На мгновение он испугался, что Тургон не захочет допустить его к себе. Но нет, его сразу провели в королевский кабинет. Тургон по-прежнему склонился над бумагами и что-то писал, как будто бы и не вставал со вчерашнего дня.
— Доброе утро, — приветливо сказал он.
— Послушай… можно… у меня есть к тебе один вопрос и одна просьба.
— Конечно, Пенлод, я сделаю всё, что ты попросишь. Только скажи. Правда, не обещаю, что отвечу на твой вопрос.
— Тогда я начну с просьбы, хорошо? Тургон… — Пенлод подошёл к нему и опёрся о стол. — Тургон, можно всё будет, как раньше? Как вчера утром? Как будто бы вчерашнего дня не было? Можно я опять буду с тобой? Ты можешь меня не любить, мне всё равно, правда. Просто я не смогу дальше жить, зная, что мы с тобой в разных домах, в разных комнатах — и так будет всегда… я не могу спать без тебя, вообще ничего не могу. Пожалуйста, Тургон. Ты обещал.

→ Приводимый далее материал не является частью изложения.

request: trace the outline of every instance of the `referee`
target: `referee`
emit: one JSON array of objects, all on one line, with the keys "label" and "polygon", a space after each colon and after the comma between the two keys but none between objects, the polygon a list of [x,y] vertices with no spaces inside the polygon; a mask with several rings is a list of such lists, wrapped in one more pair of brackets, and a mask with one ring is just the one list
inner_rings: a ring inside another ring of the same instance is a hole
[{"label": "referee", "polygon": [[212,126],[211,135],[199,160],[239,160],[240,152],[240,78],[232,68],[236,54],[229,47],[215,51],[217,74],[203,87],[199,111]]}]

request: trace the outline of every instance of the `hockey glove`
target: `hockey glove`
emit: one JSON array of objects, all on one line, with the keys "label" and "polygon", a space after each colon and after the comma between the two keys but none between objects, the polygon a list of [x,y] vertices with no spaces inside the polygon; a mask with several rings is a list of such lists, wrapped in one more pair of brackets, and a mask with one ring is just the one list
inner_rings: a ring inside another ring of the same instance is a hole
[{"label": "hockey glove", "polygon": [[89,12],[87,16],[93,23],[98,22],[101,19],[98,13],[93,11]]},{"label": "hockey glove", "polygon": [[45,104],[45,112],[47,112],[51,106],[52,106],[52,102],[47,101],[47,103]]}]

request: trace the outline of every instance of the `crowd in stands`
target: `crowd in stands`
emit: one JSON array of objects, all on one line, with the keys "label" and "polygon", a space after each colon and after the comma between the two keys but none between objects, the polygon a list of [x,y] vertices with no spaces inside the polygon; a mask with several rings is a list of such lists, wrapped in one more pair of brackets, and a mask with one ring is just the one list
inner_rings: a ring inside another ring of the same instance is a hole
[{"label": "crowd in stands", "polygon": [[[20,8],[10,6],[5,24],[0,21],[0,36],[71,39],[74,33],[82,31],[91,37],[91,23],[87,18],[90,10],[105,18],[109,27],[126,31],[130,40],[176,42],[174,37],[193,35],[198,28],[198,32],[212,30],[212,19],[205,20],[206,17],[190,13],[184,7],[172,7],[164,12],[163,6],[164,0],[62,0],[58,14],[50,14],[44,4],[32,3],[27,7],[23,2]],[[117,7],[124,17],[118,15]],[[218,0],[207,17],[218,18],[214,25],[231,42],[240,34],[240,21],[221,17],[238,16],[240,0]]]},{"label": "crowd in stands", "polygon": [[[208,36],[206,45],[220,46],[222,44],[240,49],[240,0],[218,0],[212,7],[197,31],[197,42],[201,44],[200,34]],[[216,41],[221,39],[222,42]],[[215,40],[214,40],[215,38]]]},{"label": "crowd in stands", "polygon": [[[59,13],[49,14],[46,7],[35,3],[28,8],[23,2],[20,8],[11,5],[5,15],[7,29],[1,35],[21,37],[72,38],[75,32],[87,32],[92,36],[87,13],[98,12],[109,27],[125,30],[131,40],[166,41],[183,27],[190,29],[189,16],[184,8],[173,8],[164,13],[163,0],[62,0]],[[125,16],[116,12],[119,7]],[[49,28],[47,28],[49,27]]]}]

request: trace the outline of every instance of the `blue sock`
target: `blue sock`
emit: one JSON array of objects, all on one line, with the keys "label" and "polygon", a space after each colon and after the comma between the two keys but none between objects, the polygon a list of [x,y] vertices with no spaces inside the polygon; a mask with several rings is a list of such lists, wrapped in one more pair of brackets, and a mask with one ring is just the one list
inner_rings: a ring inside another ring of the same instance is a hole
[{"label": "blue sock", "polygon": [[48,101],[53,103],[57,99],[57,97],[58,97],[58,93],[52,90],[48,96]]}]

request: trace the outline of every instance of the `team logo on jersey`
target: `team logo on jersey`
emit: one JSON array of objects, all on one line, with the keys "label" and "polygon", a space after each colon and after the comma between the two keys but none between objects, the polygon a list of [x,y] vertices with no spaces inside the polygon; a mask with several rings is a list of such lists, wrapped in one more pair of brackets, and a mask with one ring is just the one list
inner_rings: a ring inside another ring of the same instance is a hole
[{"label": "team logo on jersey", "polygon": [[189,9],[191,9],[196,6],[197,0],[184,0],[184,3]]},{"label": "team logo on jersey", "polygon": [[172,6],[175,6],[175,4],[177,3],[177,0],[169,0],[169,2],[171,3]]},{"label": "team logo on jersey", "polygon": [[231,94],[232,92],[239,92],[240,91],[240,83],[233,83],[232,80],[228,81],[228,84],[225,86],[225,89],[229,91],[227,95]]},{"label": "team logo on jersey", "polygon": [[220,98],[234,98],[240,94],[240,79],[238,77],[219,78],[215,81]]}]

Тургон поднял на него свои большие серые глаза, помедлил мгновение и сказал:
— Конечно, Пенлод, как скажешь.
Пенлод обошёл стол и схватил его в свои объятия, поднял со стула и прижал к себе.
— Ну ведь со мной тебе не так плохо, правда? Правда, Туринкэ? Правда? Можно я всё-таки спрошу? Можно? Ты любишь меня? Или любил? Хоть немного. Ты ведь всегда говорил, что любишь. Это правда, или…
— Правда, любовь моя, я тебя люблю, — сказал Тургон. — Я люблю тебя. Очень.
— С каких пор? — спросил Пенлод, запустив пальцы в его густые чёрные волосы. — С каких пор?
— Когда я тебе говорил, что люблю, это было просто… я не знаю… очень тёплое чувство, привязанность… — признался Тургон. — Потом, когда родился Гилфанон, я тебя уже совсем полюбил. В тот самый день, в тот момент, когда ты взял нашего мальчика на руки. Но сейчас я чувствую, что это было всё… всё было не то. Понимаешь, я сейчас… Я сейчас выглянул в окно, и увидел, как ты идёшь по улице. Увидел тебя, твои плечи, руки, твою походку… то, как ты наклоняешь голову… И я почувствовал, что я тебя люблю, что я без тебя не могу больше совсем, совсем, невыносимо люблю; я не знаю, что со мной было бы, если бы ты сейчас не вошёл и не поднялся ко мне в кабинет. Пенлод, ну что ты делаешь? Запри дверь, пожалуйста. И ставни закрой. Ну и что, что даже ты так высоко не сможешь заглянуть? А мой внук с его идиотским летающим кораблём и не менее идиотскими понятиями о нравственности?! Теперь можно…
— Да, да, — шептал ему Пенлод, — можно. Можно.
— Мы же так давно вместе, — сказал Тургон. — Так давно любим друг друга…
— Да, да, да! Так давно! С сегодняшнего дня, мой любимый! С сегодняшнего дня!